CorbisSpontan im Meeting aufstehen oder auf der Firmenfeier munter drauflos plappern, das fällt introvertierten Menschen schwer. Im Berufsalltag werden sie deshalb vom Chef häufig übersehen. Doch das lässt sich ändern.

http://www.spiegel.de/karriere/beruf...-a-918268.html
  1. #1

    Bin ich introvertiert, wenn ich in einem Meeting oder bei einer Diskussion nicht immer meinen Senf dazugeben muss, sondern einfach der Diskussion folge? Persönlich stelle ich dabei nämlich fest, dass mindestens 70% Schwachsinn ist, der entweder längst ausdiskutiert ist, bei dem bereits festgestellt wurde, dass sowieso keine Einigkeit erzielt werden wird oder der einfach am Thema vorbei geht. 25% ist Wichtigtuerei von Schaumschlägern und Blendern, den man sowieso nicht kommentieren muss.
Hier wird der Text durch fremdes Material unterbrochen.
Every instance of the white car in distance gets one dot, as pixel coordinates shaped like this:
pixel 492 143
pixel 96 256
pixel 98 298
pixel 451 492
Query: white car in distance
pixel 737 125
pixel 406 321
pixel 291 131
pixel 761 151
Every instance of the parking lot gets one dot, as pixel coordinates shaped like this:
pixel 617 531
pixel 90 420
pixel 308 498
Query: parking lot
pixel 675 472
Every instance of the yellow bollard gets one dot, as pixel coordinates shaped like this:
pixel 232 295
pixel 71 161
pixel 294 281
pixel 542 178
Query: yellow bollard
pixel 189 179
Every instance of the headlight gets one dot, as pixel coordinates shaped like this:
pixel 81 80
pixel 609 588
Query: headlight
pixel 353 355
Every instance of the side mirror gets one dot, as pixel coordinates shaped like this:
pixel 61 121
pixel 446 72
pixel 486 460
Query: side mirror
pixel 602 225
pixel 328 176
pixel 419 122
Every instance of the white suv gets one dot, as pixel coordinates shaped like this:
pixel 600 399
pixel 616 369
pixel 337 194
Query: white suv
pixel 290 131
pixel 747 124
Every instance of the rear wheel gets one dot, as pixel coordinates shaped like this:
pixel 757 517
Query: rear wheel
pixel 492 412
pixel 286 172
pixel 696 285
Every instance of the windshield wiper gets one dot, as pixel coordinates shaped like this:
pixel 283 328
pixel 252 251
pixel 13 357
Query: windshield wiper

Leider sind diese 25% dann bei Chef gut angesehen.
  2. #2

    Zitat von Artikel
    "Sag' doch auch mal was"
    Das ist dasselbe, als würde man zu einem Alkoholabhängigen sagen: "Hör doch auf zu trinken" oder zu einem Deprimierten: "Sei doch nicht so traurig". Man muss da einen Pack-an finden, sonst wird das nix.
  3. #3

    Pareto ...

    lässt grüßen. 80% der Redebeiträge in einem Meeting sind Wiederholungen von Extrovertierten, die auch so nichts Substantielles beizutragen haben. Insofern verursachen diese überproportional hohe Kosten. Aber das wird ja schon in der Schule gelehrt, weil dort die "Beteiligung am Unterricht" einen viel zu hohen Stellenwert genießt.
  4. #4

    Zitat von noalk Beitrag anzeigen
    lAber das wird ja schon in der Schule gelehrt, weil dort die "Beteiligung am Unterricht" einen viel zu hohen Stellenwert genießt.
    Meines Wissens nach ca. 50 Prozent der Zeugnisnote. Auch wenn manche nur Wiederholen, ihre unreflektierte Meinung abgeben, um so eine Diskussion loszutreten usw. Ich hatte in meiner Schulzeit nie verstanden, wie man mit Störung des Unterrichtes auch noch belohnt wird. Man könnte viel mehr lernen bzw. lehren, wenn manche einfach mal lernen, wann sie den Mund aufzumachen haben.
  5. #5

    Hochsensibilität und Introvertiertheit

    Viele Menschen wirken introvertiert, sind es aber nicht zwangsläufig. Ich selber bin auch sehr empfindlich gegen Lärm (Großraumbüro ist der Horror für mich) und Überreizungen. Dadurch zieht man sich als Selbstschutz zurück, braucht mehr Ruhephasen als andere und wirkt für andere introvertiert. Ursache ist das Phänomen der "Hochsensibilität", auf das ich vor zwei Jahren gestoßen bin. Beschrieben und erforscht wurde es von der amerikan. Wissenschaftlerin Elaine N. Aron. Jeder, der als introvertiert angesehen wird, sich selber aber nicht so einschätzen würde, sollte sich einmal Arons Bücher anschauen, und sich nicht gleich selber den Stempel "introvertiert" aufdrücken lassen.
  6. #6

    Introvertiert - und liebe es :-)

    Oh wie schade, dass Introvertierte oft nur auf ein Bild reduziert werden von schuechternen, schweigsamer Wesen, die den Kontakt mit anderen scheuen, nichts zu sagen haben, etc.. Obwohl einige Introvertierte so ERSCHEINEN moegen, v.a. auf den ersten Blick, ist das wirklich nicht angebracht als generalisierte Beschreibung, und es ist schade, dass SPON das nicht ein wenig differenzierter darstellt. (Ich gestehe, ich habe das Buch nicht gelesen, auf dem der Beitrag basiert.)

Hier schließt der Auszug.